Paolo
Paolo

Reputation: 2249

Can NTPD be stricter in correcting time?

NTP is doing it's best in syncing my local time with the various NTP servers. If my computer (which has no hardware clock) doesn't have Internet access for a long period of time, the time starts to drift. NTPD slowly corrects it when it's back online, but it can take a long time if the offset is big. I understand the point of this method, but I don't want it to be careful. I want it to be strict in changing the date and time, even if it means huge leaping in time.

Is it possible to make NTPD stricter and less careful?

Upvotes: 3

Views: 233

Answers (2)

Adrian Frühwirth
Adrian Frühwirth

Reputation: 45576

NTPd actually can compensate for the drift by learning the error rate of your local oscillator.
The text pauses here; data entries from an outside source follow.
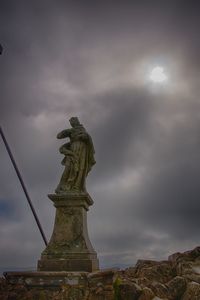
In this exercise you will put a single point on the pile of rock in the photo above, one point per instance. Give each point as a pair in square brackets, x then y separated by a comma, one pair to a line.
[177, 278]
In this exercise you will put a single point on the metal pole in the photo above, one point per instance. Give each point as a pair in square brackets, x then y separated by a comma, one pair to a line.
[23, 186]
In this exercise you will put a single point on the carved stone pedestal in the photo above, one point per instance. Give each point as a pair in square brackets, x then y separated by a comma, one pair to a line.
[69, 248]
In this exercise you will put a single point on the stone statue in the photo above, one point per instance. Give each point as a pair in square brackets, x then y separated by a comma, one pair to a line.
[78, 160]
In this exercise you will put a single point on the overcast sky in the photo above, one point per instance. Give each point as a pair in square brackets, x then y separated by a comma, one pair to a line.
[92, 59]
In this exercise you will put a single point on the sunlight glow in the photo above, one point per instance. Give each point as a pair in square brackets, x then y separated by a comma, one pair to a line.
[158, 75]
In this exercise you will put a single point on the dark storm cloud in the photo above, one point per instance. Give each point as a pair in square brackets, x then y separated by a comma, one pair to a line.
[90, 59]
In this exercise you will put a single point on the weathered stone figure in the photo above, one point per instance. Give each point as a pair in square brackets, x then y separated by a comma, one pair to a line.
[78, 160]
[69, 248]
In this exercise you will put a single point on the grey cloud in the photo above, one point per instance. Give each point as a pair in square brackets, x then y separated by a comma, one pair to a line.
[67, 58]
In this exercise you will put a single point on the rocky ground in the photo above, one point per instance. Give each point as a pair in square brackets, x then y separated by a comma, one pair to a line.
[177, 278]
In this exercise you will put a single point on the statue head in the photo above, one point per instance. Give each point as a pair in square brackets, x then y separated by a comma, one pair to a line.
[74, 121]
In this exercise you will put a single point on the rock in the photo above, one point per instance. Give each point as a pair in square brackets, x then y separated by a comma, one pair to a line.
[192, 292]
[160, 290]
[155, 271]
[129, 291]
[176, 287]
[147, 294]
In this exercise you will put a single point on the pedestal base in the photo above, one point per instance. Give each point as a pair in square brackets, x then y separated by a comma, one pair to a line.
[86, 265]
[69, 248]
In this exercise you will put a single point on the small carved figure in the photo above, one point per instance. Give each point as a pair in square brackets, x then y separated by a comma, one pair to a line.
[78, 160]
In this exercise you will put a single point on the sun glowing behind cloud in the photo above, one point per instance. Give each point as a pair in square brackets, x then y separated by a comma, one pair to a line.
[157, 75]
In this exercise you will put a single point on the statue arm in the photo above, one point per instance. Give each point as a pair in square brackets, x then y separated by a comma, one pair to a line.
[63, 134]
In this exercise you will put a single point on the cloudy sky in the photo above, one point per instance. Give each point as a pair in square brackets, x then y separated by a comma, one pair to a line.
[93, 59]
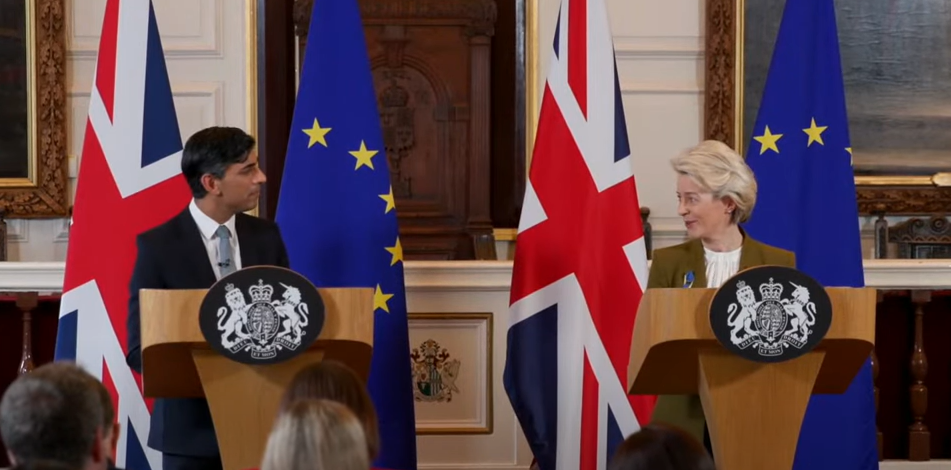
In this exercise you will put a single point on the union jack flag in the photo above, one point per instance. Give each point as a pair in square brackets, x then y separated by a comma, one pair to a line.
[129, 181]
[580, 260]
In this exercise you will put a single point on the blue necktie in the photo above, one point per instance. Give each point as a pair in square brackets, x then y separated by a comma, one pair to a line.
[226, 262]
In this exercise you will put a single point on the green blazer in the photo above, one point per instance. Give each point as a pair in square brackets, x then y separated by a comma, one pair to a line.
[669, 268]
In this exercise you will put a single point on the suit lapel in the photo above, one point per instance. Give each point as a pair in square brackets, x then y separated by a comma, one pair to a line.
[249, 256]
[750, 254]
[193, 248]
[697, 264]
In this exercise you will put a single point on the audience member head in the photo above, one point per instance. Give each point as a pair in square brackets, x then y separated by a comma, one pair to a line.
[660, 447]
[44, 465]
[221, 168]
[317, 434]
[53, 414]
[335, 381]
[110, 426]
[715, 187]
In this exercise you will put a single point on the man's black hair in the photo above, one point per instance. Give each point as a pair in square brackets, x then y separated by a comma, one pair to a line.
[212, 151]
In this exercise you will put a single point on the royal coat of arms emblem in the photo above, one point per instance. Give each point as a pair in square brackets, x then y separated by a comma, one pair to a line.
[434, 373]
[772, 327]
[255, 326]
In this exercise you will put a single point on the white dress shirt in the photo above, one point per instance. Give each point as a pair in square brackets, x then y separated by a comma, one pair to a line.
[207, 226]
[721, 266]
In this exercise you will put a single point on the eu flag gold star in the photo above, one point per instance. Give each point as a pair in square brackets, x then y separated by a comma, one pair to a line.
[390, 202]
[815, 133]
[768, 141]
[317, 134]
[379, 300]
[364, 156]
[397, 251]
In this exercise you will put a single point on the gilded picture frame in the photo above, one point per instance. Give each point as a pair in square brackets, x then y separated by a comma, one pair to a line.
[32, 39]
[458, 346]
[889, 179]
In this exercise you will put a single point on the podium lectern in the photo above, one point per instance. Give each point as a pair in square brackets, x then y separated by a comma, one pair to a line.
[754, 411]
[177, 362]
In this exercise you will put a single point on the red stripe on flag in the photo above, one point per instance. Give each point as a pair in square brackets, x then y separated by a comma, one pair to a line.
[111, 387]
[589, 419]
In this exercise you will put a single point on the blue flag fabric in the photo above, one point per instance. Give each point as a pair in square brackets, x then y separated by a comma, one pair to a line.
[337, 213]
[801, 156]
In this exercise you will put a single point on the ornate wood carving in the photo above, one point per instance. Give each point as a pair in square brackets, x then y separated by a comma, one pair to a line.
[719, 118]
[431, 68]
[48, 196]
[919, 439]
[719, 84]
[922, 238]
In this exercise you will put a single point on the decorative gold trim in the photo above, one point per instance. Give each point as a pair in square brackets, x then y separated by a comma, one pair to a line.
[251, 73]
[738, 71]
[505, 234]
[531, 80]
[895, 180]
[45, 191]
[489, 392]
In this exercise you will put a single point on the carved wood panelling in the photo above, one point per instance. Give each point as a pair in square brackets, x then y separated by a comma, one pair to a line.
[430, 61]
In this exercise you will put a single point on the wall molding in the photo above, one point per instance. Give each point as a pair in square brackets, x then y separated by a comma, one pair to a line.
[85, 47]
[661, 88]
[688, 48]
[495, 276]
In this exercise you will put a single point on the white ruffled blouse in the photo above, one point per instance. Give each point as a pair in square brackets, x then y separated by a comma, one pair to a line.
[721, 266]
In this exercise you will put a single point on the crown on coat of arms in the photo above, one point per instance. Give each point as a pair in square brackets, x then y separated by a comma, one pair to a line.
[771, 290]
[261, 292]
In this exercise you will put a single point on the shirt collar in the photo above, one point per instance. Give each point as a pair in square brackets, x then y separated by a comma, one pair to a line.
[206, 225]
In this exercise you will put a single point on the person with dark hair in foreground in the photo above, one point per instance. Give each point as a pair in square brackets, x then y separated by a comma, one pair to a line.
[53, 415]
[209, 239]
[661, 447]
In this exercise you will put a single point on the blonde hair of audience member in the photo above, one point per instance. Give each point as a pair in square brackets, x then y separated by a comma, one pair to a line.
[716, 191]
[316, 434]
[335, 381]
[658, 447]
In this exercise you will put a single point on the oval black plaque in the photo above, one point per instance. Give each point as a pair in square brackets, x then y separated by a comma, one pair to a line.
[770, 313]
[261, 315]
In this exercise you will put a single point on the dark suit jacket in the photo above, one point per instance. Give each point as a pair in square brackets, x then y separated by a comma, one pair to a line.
[173, 256]
[669, 267]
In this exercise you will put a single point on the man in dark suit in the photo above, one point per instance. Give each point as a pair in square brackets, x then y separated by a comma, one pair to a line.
[210, 238]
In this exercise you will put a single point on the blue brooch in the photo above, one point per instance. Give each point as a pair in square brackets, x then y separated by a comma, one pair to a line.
[688, 279]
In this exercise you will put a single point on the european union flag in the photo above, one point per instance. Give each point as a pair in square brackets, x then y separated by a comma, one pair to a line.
[337, 213]
[801, 156]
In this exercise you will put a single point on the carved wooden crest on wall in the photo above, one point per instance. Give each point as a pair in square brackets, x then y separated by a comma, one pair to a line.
[430, 62]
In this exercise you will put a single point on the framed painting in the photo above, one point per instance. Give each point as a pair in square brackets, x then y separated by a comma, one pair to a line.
[896, 65]
[33, 160]
[452, 372]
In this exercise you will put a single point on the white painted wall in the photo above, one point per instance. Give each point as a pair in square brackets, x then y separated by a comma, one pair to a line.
[660, 56]
[205, 44]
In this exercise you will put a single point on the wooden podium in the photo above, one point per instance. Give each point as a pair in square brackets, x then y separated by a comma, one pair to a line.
[177, 362]
[754, 410]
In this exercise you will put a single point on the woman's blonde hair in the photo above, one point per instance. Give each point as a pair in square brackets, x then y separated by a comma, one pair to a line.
[721, 171]
[335, 381]
[319, 434]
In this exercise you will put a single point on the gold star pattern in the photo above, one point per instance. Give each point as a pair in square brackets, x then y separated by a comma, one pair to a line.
[768, 141]
[815, 133]
[364, 156]
[317, 134]
[397, 251]
[379, 300]
[390, 201]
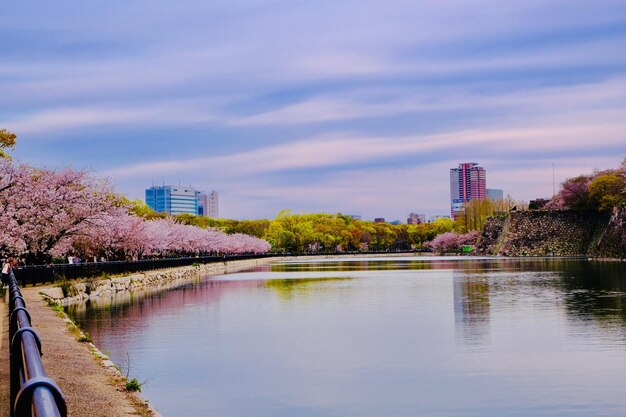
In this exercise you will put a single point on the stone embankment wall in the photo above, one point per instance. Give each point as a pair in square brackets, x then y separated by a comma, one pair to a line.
[161, 279]
[610, 240]
[540, 233]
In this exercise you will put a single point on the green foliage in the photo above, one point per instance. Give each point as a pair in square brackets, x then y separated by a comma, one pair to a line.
[133, 384]
[476, 212]
[607, 191]
[323, 232]
[84, 338]
[7, 140]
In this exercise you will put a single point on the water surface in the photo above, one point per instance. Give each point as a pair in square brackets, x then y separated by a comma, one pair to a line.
[378, 337]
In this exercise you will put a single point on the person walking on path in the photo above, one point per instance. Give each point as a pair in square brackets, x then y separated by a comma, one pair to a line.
[6, 270]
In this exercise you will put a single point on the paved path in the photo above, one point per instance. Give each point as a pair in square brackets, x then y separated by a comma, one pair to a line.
[89, 389]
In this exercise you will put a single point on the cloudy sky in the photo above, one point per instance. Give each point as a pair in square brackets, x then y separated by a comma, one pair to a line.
[354, 106]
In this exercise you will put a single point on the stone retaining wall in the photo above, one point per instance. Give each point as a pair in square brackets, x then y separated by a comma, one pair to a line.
[539, 233]
[611, 239]
[160, 279]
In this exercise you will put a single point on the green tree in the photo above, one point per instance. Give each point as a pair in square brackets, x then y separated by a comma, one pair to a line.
[7, 141]
[607, 191]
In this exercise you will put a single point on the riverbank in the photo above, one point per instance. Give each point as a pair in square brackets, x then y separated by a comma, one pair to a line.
[89, 389]
[90, 383]
[92, 386]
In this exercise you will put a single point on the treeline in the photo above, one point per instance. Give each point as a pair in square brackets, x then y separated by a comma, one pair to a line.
[600, 191]
[321, 232]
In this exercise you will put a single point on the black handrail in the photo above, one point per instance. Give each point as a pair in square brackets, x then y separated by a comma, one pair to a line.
[33, 393]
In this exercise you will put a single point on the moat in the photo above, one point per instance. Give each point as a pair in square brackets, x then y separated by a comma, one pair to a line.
[427, 336]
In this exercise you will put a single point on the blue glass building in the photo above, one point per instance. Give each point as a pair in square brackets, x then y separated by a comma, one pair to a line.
[172, 199]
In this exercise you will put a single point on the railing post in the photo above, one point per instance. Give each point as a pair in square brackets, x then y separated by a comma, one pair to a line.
[32, 393]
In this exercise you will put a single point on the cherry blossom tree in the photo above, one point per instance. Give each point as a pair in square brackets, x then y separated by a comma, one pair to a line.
[44, 207]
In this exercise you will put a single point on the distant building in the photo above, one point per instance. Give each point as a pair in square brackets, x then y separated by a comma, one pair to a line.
[172, 199]
[538, 203]
[467, 183]
[437, 217]
[415, 218]
[495, 194]
[208, 204]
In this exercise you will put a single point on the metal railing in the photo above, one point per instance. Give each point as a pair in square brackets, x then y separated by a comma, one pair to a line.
[39, 274]
[33, 393]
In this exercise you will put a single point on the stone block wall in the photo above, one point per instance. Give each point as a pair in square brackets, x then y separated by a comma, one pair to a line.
[610, 241]
[539, 233]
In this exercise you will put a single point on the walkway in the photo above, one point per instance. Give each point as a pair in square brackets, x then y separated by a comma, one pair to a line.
[89, 390]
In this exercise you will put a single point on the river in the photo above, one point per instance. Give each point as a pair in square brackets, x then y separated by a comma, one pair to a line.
[379, 337]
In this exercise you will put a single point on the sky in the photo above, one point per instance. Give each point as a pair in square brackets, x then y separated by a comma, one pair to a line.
[353, 106]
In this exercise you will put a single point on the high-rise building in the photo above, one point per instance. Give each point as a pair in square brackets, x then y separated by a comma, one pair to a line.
[467, 183]
[172, 199]
[415, 218]
[495, 194]
[208, 204]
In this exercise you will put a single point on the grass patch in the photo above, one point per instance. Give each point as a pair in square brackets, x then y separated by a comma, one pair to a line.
[133, 384]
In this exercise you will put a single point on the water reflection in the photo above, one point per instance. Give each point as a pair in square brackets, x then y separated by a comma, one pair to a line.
[370, 337]
[471, 307]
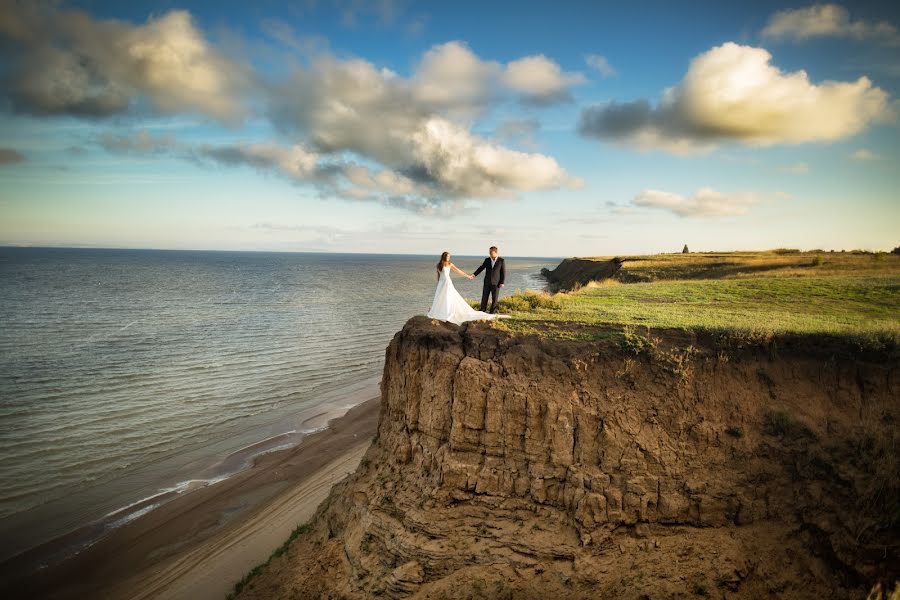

Quoting this:

The driftfile entry specifies which file is used to store the system clock's frequency offset. ntpd uses this to automatically compensate for the clock's natural drift, allowing it to maintain a reasonably correct setting even if it is cut off from all external time sources for a period of time.

If you would like to set the time almost immediately manually you can use the -g option to ignore the 1000s safety check (usually, ntpd will not sync if/once the delta is beyong this threshold):

ntpd -qg

Upvotes: 1

dfc
dfc

Reputation: 830

Check out chrony. Chrony is designed to handle intermittent network connections, where as the ntp reference implementation is not.